Ben-Jen's 'Gigli': Stinker of Summer
The movie -- which marks the real-life couple's first on-screen pairing -- opened to derisive reviews and disappointing business this weekend, bringing in only $3.8 million and landing at No. 7 on the Friday-Sunday Top 10 list, according to studio estimates.
Actually, "derisive" and "disappointing" are kind adjectives, considering the reaction to the picture, in which Affleck plays a small-time mobster and Lopez plays a midriff-baring lesbian crook.
So low was the turnout for the picture that The New York Times headlined its story: "J.Lo and Affleck Finally Get Some Privacy."
The Times reports that the film is not likely to recoup its $54 million cost, and the next Ben-Jen vehicle, "Jersey Girl," has seen its release date pushed back from later this year to the beginning of next year. Analysts credit the move as a means to distance "Jersey Girl" from "Gigli."

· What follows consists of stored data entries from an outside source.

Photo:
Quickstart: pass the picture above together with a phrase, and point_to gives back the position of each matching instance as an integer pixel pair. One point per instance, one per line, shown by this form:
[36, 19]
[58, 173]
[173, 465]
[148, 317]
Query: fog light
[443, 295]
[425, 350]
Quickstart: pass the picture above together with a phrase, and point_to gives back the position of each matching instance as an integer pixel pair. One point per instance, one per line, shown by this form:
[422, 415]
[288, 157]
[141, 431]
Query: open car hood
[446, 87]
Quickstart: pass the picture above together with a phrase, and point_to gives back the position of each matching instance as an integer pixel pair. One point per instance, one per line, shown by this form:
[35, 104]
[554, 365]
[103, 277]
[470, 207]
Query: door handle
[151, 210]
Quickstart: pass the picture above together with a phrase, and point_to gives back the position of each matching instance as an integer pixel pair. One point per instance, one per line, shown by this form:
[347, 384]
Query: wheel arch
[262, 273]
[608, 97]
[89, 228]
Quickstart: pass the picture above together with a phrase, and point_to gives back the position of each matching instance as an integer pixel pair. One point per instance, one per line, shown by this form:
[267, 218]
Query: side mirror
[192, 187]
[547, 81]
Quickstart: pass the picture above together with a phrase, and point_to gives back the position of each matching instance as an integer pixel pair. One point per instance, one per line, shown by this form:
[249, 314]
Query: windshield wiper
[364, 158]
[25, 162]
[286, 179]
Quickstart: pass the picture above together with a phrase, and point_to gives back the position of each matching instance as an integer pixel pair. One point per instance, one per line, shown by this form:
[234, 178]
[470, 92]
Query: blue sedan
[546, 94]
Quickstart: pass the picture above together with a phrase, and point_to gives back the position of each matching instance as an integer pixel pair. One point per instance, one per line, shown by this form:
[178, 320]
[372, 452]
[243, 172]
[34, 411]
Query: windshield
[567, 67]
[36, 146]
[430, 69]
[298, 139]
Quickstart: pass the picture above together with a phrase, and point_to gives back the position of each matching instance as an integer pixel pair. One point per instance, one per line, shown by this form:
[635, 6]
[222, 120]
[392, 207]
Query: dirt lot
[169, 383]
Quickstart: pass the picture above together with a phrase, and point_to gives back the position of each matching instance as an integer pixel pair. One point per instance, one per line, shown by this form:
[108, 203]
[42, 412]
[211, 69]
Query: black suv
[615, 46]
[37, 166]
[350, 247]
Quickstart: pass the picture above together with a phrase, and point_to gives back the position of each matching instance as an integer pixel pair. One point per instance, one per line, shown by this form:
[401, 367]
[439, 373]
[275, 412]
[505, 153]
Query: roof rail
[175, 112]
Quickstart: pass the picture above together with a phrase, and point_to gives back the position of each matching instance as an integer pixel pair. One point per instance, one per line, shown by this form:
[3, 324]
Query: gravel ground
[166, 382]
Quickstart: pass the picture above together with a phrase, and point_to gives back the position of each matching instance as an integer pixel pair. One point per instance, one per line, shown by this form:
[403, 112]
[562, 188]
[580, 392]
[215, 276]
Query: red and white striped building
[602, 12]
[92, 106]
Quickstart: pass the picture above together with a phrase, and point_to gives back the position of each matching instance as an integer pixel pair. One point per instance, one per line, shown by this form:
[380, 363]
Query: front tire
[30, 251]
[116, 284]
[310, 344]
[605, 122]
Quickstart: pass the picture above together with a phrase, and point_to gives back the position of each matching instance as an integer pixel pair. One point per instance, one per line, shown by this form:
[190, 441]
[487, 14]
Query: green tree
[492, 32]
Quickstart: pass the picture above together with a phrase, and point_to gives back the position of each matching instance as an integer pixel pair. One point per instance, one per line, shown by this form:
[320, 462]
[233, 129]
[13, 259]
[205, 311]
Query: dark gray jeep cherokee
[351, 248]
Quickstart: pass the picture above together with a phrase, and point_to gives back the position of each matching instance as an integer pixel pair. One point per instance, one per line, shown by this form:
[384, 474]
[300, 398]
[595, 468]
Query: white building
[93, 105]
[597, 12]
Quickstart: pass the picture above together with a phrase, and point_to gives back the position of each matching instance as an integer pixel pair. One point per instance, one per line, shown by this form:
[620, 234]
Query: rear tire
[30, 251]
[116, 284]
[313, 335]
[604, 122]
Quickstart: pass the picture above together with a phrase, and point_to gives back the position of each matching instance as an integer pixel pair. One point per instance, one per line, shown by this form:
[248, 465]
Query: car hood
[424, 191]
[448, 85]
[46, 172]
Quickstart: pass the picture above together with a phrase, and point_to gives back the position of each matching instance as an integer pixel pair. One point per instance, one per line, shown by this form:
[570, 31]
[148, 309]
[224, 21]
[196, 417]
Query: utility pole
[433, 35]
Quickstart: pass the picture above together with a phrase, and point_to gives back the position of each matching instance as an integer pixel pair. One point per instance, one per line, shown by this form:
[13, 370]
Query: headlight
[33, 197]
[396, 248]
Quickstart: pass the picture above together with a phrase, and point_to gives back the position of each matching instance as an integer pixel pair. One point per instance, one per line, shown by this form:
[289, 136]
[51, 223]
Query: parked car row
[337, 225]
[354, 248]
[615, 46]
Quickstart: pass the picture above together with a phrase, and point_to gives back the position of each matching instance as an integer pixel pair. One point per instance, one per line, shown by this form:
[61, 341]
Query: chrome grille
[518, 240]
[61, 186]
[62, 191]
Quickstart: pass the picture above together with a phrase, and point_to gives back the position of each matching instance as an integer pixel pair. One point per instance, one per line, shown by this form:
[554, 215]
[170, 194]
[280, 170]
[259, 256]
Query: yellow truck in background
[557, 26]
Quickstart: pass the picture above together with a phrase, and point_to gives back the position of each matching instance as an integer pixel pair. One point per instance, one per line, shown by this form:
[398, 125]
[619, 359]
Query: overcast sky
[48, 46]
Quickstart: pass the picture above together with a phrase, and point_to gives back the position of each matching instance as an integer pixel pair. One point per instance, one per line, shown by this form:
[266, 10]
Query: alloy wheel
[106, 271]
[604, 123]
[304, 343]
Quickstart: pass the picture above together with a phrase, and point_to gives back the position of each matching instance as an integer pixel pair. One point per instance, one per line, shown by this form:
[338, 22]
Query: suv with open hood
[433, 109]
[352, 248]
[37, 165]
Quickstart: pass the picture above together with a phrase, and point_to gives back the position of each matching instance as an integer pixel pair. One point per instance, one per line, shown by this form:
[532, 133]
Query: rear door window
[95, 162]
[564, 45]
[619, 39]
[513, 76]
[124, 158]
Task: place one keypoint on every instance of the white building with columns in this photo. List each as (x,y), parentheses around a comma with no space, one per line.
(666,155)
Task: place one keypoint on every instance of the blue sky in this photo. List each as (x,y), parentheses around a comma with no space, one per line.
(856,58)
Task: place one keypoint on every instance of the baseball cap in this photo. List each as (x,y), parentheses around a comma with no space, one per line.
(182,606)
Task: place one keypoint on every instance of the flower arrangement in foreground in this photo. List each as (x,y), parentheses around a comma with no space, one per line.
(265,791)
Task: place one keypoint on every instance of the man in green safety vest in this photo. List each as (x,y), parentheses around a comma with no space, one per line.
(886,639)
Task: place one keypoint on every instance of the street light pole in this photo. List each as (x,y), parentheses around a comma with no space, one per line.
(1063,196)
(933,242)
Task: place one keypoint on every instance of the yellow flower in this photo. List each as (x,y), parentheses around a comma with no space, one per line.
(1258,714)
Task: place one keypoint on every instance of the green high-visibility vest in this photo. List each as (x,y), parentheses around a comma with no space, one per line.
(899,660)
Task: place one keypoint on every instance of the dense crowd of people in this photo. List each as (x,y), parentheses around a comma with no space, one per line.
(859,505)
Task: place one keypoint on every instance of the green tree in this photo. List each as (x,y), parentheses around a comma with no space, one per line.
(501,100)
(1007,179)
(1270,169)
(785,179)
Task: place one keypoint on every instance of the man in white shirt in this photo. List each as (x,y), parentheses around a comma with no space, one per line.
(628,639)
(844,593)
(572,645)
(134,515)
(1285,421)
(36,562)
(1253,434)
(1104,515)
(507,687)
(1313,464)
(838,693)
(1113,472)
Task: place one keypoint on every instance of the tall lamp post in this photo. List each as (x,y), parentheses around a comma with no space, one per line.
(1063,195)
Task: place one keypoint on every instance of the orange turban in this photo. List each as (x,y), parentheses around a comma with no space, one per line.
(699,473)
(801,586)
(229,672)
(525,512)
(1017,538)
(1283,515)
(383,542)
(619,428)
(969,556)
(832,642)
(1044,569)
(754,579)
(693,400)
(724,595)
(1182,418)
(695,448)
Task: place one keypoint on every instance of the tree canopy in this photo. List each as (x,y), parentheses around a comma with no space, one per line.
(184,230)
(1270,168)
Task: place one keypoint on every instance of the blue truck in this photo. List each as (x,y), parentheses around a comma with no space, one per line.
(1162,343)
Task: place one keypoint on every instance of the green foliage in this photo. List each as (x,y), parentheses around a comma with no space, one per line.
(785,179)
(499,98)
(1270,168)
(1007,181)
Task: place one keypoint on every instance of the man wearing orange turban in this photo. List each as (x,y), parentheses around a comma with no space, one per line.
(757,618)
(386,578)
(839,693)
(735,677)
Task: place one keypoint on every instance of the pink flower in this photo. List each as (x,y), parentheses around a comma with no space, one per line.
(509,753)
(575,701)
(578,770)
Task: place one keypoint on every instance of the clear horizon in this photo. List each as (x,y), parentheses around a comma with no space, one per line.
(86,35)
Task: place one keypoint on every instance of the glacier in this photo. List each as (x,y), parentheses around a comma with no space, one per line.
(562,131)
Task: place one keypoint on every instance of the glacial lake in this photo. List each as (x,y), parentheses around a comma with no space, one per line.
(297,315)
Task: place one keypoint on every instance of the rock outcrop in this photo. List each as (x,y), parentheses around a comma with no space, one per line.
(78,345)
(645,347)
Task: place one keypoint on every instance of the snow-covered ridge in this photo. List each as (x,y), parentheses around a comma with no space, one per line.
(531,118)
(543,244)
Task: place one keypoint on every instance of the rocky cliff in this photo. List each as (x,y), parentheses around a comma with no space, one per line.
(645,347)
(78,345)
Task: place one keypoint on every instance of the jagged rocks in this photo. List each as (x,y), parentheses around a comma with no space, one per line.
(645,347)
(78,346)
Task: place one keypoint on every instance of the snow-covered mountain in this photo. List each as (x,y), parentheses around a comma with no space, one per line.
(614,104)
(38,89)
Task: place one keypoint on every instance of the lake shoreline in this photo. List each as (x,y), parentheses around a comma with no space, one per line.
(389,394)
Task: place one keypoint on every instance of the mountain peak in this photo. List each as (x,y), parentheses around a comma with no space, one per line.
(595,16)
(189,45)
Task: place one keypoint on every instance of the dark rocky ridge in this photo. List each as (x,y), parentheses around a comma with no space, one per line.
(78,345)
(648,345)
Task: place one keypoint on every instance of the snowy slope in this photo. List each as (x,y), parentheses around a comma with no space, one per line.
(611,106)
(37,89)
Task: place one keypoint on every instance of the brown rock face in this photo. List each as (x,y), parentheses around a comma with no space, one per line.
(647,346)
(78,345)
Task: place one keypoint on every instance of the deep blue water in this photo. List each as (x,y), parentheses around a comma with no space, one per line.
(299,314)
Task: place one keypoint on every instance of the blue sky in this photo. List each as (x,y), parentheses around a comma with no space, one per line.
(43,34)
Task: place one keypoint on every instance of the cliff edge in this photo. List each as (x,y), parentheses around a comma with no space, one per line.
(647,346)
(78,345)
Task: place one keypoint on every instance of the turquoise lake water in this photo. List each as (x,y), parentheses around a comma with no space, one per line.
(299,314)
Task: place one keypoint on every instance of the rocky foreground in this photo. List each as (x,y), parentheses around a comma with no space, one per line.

Assessing the disaster, Tom Sherak, a principal at the film's producer, Revolution Studios, tells Reuters: "We couldn't separate the movie from their real lives. You don't look at them as actors in this movie. You look at them as Jen and Ben."
And critics just didn't like looking at them, at least not in this vehicle, written and directed by Martin Brest ("Meet Joe Black").
A "hopelessly misconceived exercise in celebrity self-worship," wailed The Times, while The Washington Post called it "enervated, torpid, slack, dreary and, oh yes, nasty, brutish and long."
Still, the trade paper Variety was kind, saying "Gigli" was "a silly but enjoyably written and performed romantic comedy."